<レスリング>アジア選手権(中国)出場の男子グレコローマン・チームが出発

中国へ向かった男子グレコローマン・チーム

 中国・西安で行われているアジア選手権に出場する男子グレコローマン・チームが4月24日、羽田空港発の日本航空で出発した。同スタイルは27日(土)・28日(日)に行われる。2日前に出発した女子チームは、悪天候のため上海からの飛行機が飛ばず、急きょ1泊しての西安入りだっただけに、だれともなしに「今日は飛んでくれるんだろうな」というムード。

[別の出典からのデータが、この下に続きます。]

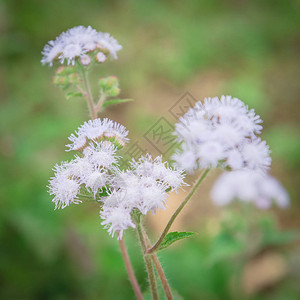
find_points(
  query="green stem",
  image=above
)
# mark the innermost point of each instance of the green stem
(159, 268)
(176, 213)
(148, 263)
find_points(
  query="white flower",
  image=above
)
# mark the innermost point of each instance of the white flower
(96, 180)
(107, 42)
(225, 109)
(76, 42)
(63, 188)
(228, 134)
(249, 186)
(185, 160)
(155, 168)
(116, 219)
(85, 60)
(70, 52)
(101, 154)
(96, 130)
(100, 57)
(210, 153)
(256, 154)
(220, 131)
(52, 51)
(79, 167)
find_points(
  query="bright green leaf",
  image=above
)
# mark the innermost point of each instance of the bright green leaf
(115, 101)
(172, 237)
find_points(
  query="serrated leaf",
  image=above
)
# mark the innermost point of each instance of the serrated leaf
(115, 101)
(73, 94)
(172, 237)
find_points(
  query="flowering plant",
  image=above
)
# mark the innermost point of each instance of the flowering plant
(218, 133)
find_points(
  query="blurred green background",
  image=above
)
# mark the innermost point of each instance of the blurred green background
(248, 49)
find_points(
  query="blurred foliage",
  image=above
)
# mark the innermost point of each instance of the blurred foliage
(250, 50)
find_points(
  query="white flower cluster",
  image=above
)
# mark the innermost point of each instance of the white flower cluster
(224, 133)
(98, 141)
(249, 186)
(143, 187)
(221, 132)
(98, 130)
(78, 42)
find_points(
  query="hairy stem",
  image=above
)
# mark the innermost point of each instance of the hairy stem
(159, 268)
(89, 96)
(176, 213)
(130, 271)
(100, 102)
(148, 263)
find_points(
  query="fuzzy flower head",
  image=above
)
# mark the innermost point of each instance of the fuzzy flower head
(63, 187)
(116, 219)
(77, 42)
(221, 133)
(249, 186)
(98, 130)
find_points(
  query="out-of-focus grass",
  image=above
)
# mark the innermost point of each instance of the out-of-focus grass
(248, 48)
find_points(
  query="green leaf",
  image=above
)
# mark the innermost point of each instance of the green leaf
(115, 101)
(69, 95)
(172, 237)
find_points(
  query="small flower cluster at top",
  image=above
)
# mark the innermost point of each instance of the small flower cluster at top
(143, 188)
(94, 174)
(224, 133)
(83, 43)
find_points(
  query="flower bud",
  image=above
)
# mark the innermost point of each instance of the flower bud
(85, 60)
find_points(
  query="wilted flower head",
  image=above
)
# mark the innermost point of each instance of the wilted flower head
(76, 43)
(249, 186)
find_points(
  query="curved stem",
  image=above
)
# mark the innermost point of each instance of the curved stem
(176, 213)
(159, 268)
(130, 271)
(89, 96)
(148, 263)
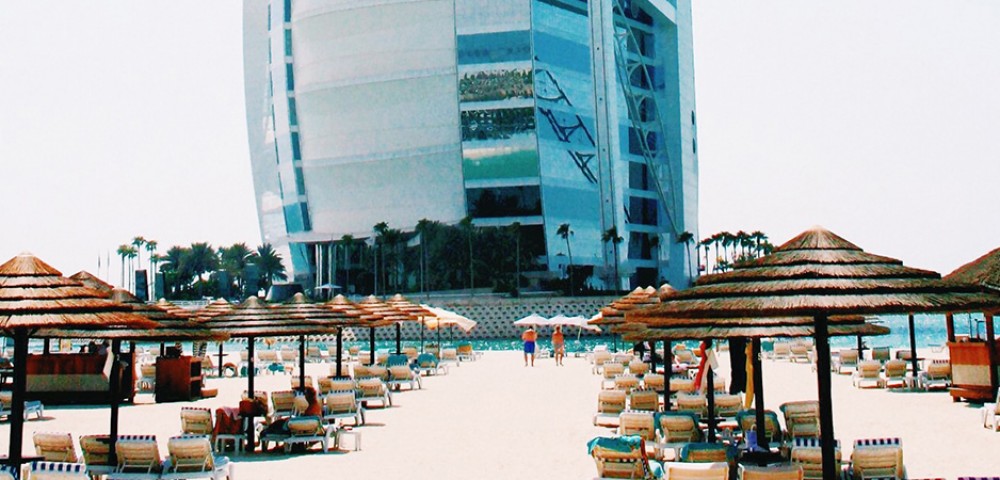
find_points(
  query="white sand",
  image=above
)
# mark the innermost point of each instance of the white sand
(498, 419)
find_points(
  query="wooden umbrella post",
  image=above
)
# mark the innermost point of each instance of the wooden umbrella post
(913, 349)
(115, 392)
(302, 362)
(340, 350)
(758, 392)
(250, 393)
(17, 396)
(825, 397)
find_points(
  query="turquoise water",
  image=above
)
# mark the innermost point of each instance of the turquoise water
(930, 331)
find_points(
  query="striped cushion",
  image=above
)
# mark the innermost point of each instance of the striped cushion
(877, 442)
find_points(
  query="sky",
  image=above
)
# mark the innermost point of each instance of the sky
(876, 120)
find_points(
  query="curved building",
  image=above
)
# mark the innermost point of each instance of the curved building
(542, 112)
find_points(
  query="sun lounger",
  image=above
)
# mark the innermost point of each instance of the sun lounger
(196, 421)
(895, 374)
(373, 389)
(342, 405)
(295, 382)
(728, 404)
(191, 457)
(8, 472)
(646, 400)
(801, 418)
(654, 381)
(610, 403)
(610, 371)
(699, 471)
(868, 375)
(877, 458)
(55, 447)
(773, 472)
(147, 379)
(694, 403)
(138, 458)
(781, 351)
(626, 382)
(990, 413)
(808, 454)
(96, 449)
(309, 430)
(400, 375)
(676, 429)
(747, 421)
(621, 457)
(638, 368)
(49, 470)
(427, 364)
(30, 406)
(937, 376)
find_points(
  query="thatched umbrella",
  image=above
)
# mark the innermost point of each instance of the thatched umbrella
(171, 328)
(340, 303)
(33, 295)
(418, 312)
(299, 307)
(255, 318)
(214, 308)
(389, 314)
(816, 275)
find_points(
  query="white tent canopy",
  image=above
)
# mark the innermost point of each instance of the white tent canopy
(532, 320)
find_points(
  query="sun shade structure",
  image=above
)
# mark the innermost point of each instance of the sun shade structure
(90, 280)
(33, 295)
(817, 275)
(255, 318)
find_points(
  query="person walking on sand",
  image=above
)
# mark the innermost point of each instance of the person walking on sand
(558, 344)
(529, 337)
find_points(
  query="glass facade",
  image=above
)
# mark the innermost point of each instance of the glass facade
(494, 104)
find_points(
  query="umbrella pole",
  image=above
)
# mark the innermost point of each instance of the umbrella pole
(913, 349)
(668, 361)
(17, 396)
(302, 362)
(340, 350)
(115, 391)
(710, 379)
(250, 392)
(399, 328)
(825, 397)
(221, 355)
(371, 344)
(758, 391)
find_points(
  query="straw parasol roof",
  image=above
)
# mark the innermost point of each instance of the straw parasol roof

 松本慎吾監督(日体大教=男子グレコローマン強化委員長)は「これまでやってきたことが、できているか、できていないかの確認をしたい。結果とともに内容を求めたい」と、今後の練習の方向性を見極めるためにも重要な大会と位置づける。

 前日に始まった男子フリースタイルでは、2年前の世界王者の高橋侑希(ALSOK)が金メダルを逃すなど、優勝がないスタートとなった。「甘い闘いではない。一戦一戦を大切にして、勝ち切れることが目標」と気を引き締めた。

 今年9月の世界選手権(カザフスタン)でオリンピックの出場枠を取れなかった階級は、来年3月のアジア予選で挑むことになるので、そのための情報収集も重要な仕事。「収穫のある大会にしたい」と話した。

王者として恥ずかしくない試合をする…文田健一郎(ミキハウス)

 高橋と同じ2年前の世界チャンピオン、60kg級の文田健一郎(ミキハウス)は「調整は順調に来ました。エントリーを見て、どの選手も強いと感じた。自分の力をきっちり出して、ここで勝って、6月(全日本選抜選手権)へ向けて弾みをつけたい」と言う。

 まったくの挑戦者だった2年前(優勝→世界選手権優勝)と、ある部分では受ける立場でもある今回の大会。気持ちは違うことも予想されたが、「どの大会も挑むことに違いはないですね」と言う。それでも、「2017年の優勝者として恥ずかしくない試合をしてきたい」と王者のプライド。高橋が金メダルを逃したことについては、「どの国の選手も弱くはない。気を抜けない、と思いました」と話し、気を引き締めている。

 チーム最年長にして唯一のオリンピック選手である72kg級の井上智裕(FUJIOH)は「試合間隔が空くとモチベーションが上がらない時もある。今回は前の大会(3月上旬の欧州遠征)から期間がそう空いていないので、ずっと上がっている状態。体もしっかり作れている」と言う。昨年の大会は3位。「今年は優勝」という目標も、気持ちの盛り上がりにつながっているようだ。

 オリンピック前年で階級を変える選手が多い中、非オリンピック階級だが“自分の階級”にこだわっての出場となる。「自分に合った階級で、最高の状態をつくって世界で闘いたい」との思いでの選択。その気持ちを爆発させられるか。